For this exercise in debunkery let us applaud word maven Ralph Keyes. His delightful compendium of dubious quotations, “The Quote Verifier,” was just published by St. Martin’s Griffin. No one who writes or speaks for a living should be without it.
As a sometime member of that tribe, I willingly confess our debt to the apt quotation. Nothing serves the role of parsley on our platters quite so well as an attributed piece of penetrating wit. And if Emerson never said it or Oscar Wilde never wrote it — well, they might have said it, or said the same thing differently. Thus misquotations spread their crabgrass roots, and we show-off scribes tend to write, as this one recently wrote, that Mies van der Rohe said that in architecture “less is more.” Yes, he said it, but as Keyes reminds us, Robert Browning said it first.
When it comes to quotations, writers are served poorly by their memories. Often we gild our quotable lilies. Keyes calls it “bumper-stickering,” a process in which “misremembered quotations often improve upon real ones.” We quote Winston Churchill’s warning of “blood, sweat and tears.” He actually spoke of “blood, toil, tears and sweat,” which lacked the prime minister’s usual sense of sis-boom-bah. In the same fashion, sportswriters long ago tarted up Leo Durocher’s famous comment on baseball’s losers. What Durocher actually said was, “The nice guys are all over there, in seventh place.” His words of wisdom returned from the rewrite laundry as “Nice guys finish last.”

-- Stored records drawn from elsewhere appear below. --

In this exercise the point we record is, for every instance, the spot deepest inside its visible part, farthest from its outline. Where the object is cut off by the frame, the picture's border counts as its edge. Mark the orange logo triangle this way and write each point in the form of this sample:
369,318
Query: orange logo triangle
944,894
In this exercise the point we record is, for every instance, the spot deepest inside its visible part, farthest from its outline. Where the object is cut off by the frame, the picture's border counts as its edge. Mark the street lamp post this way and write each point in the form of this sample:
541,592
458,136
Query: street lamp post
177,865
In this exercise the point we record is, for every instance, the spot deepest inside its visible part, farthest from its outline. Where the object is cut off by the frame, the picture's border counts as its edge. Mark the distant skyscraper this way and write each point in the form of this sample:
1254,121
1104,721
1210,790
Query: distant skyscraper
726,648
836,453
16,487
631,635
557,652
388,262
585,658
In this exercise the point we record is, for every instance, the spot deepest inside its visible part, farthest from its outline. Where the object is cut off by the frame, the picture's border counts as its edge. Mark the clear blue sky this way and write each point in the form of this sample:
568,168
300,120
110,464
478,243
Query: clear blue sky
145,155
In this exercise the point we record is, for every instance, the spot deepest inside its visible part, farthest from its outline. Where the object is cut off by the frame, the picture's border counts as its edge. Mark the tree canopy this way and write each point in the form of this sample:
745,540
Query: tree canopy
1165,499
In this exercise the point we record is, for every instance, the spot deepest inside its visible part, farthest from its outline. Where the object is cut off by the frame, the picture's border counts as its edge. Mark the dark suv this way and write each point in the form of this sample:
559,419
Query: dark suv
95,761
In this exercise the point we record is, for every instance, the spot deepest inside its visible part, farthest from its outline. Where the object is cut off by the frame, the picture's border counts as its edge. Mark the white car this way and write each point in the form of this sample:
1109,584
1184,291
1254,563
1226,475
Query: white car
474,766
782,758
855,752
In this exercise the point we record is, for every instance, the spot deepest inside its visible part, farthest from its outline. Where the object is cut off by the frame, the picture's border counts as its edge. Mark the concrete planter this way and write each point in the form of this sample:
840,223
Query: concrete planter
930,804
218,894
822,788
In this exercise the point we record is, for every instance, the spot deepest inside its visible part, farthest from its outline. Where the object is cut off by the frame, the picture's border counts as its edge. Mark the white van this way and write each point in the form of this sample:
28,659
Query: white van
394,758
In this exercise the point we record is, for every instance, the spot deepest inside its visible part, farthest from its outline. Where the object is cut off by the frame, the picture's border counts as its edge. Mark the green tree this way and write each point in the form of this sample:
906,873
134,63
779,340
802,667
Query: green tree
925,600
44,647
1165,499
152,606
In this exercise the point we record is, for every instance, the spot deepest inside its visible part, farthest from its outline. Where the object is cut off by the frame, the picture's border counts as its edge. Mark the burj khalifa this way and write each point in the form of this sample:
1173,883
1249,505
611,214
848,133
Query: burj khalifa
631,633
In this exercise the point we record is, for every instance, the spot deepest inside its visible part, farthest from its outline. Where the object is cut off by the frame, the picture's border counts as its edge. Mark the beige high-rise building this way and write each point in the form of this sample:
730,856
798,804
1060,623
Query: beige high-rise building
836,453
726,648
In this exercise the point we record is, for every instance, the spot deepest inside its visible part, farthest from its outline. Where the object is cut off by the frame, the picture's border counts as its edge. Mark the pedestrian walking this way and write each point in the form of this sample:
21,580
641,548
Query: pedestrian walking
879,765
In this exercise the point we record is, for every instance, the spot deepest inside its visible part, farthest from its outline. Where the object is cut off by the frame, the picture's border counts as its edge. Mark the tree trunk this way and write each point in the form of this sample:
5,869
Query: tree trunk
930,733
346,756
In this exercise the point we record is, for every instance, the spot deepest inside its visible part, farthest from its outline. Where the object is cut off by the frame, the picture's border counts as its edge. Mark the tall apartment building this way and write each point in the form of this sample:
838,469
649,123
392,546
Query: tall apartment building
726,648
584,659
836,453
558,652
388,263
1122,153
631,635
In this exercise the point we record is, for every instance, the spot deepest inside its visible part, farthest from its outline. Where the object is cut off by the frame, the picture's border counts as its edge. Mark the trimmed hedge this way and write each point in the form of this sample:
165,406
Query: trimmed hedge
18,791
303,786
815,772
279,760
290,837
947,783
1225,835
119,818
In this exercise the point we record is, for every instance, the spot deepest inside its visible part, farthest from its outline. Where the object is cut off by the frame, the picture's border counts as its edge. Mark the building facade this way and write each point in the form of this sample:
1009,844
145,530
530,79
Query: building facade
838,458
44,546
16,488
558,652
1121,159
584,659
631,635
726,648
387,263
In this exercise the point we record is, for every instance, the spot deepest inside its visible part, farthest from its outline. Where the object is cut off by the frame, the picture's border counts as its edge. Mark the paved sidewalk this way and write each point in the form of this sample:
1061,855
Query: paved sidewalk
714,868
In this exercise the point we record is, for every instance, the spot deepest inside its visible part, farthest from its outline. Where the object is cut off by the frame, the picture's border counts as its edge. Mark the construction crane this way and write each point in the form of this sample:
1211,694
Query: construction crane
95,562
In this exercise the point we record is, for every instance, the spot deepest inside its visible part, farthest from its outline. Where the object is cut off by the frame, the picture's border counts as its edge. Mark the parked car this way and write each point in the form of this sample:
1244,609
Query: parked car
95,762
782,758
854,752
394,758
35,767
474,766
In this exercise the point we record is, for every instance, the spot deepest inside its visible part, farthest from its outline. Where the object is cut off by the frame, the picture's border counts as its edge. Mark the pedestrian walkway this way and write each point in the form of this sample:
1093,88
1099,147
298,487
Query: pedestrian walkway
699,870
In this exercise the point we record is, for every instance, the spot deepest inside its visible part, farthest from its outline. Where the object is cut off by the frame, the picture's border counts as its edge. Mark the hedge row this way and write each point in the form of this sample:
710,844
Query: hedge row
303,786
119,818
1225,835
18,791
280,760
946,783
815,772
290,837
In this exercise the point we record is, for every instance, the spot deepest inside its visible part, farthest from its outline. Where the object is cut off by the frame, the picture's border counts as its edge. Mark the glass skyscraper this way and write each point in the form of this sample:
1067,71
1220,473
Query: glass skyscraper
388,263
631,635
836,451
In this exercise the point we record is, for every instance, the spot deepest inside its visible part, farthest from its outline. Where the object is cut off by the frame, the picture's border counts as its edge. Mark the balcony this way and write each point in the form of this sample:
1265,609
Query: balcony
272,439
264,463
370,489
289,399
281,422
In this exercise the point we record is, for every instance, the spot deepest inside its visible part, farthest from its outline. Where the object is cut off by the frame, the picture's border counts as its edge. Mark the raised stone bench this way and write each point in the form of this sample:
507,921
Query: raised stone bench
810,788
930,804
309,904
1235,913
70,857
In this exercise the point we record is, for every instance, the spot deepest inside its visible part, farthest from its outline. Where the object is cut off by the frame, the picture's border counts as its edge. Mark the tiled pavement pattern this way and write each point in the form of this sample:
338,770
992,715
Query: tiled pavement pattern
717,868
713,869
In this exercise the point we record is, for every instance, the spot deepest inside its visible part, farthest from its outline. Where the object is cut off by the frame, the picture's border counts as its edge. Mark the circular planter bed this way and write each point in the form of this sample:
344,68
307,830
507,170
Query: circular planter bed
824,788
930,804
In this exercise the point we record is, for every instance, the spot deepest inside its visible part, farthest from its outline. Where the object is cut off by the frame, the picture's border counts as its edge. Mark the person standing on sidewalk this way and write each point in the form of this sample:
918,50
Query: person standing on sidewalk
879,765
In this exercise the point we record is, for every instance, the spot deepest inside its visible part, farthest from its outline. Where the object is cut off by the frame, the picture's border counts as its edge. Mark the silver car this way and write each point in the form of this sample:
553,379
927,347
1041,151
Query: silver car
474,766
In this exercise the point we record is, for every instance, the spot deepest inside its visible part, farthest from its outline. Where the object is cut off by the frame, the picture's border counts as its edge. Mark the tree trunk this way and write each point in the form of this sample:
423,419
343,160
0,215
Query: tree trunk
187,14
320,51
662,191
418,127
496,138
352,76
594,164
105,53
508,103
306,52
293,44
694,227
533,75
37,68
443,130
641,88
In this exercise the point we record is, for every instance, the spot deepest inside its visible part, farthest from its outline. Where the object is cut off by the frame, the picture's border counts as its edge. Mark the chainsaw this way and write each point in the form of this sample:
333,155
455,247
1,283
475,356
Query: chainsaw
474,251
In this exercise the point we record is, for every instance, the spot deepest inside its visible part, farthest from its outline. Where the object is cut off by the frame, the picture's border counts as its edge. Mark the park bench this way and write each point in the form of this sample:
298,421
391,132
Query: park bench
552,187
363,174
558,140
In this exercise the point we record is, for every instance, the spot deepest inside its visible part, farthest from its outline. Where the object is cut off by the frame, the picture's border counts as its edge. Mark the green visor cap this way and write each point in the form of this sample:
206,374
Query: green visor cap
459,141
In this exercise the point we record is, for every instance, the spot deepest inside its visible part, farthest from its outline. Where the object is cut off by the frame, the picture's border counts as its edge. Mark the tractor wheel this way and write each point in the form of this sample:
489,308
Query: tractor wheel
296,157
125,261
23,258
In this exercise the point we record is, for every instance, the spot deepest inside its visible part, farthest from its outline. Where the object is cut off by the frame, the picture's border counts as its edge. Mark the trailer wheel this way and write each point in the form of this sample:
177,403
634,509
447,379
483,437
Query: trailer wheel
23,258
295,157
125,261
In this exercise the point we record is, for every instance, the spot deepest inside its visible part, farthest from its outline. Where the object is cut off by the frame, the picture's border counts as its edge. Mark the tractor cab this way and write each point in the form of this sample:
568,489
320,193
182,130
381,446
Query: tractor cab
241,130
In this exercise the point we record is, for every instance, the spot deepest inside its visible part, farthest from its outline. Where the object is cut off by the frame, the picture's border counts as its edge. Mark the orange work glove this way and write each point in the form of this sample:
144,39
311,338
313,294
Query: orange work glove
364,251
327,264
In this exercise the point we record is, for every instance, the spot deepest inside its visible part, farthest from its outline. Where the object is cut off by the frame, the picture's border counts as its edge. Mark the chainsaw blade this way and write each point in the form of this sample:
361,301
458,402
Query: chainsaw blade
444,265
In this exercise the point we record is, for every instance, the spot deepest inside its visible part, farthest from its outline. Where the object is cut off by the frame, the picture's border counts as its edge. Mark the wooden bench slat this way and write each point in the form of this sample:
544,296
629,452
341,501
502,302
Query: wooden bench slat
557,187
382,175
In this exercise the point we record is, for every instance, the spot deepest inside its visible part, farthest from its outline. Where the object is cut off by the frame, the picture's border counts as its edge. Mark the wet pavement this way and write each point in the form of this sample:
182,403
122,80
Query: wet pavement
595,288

Famous quotations are not only misquoted, they also are often misattributed. It is a kind of social climbing by allusion. A funny malaprop is lots funnier if Samuel Goldwyn or Dorothy Parker or Oscar Wilde said it first. (Wilde often really did say it first.) Keyes calls a roll of celebrities who have inherited part of their reputations by osmosis: Shakespeare, Voltaire, Pope, Disraeli, Lincoln, Twain, Shaw, and especially Emerson and Franklin.
It appears that Franklin seldom met a good line that he couldn’t cheerfully steal. Thus he put in the mouth of “Poor Richard” a few plums of somebody else’s wisdom, e.g., “There are no gains without pains” and “Early to bed and early to rise make a man healthy, wealthy and wise.” The aphorisms were at least a century old before larcenous Ben latched on to them.
Such misappropriation works best, says Keyes, “if the person quoted is not around to correct the record.” Thomas Jefferson constantly is credited with things he never said — such as remarking upon a society that “pays plumbers more than teachers.” There were no “plumbers,” as such, in Jefferson’s time.
Who said, “The only thing necessary for the triumph of evil is that good men do nothing”? Who knows? It’s a great line, often attributed to Edmund Burke, but no scholar yet has found it in anything Burke ever wrote. It has to be credited to that famous master of the cryptic phrase, Alfred Nonymous.
Oh, and by the way, those lilies in Act IV of “King John” weren’t gilded. It was gold that Shakespeare gilded. The lilies were painted. You could look it up.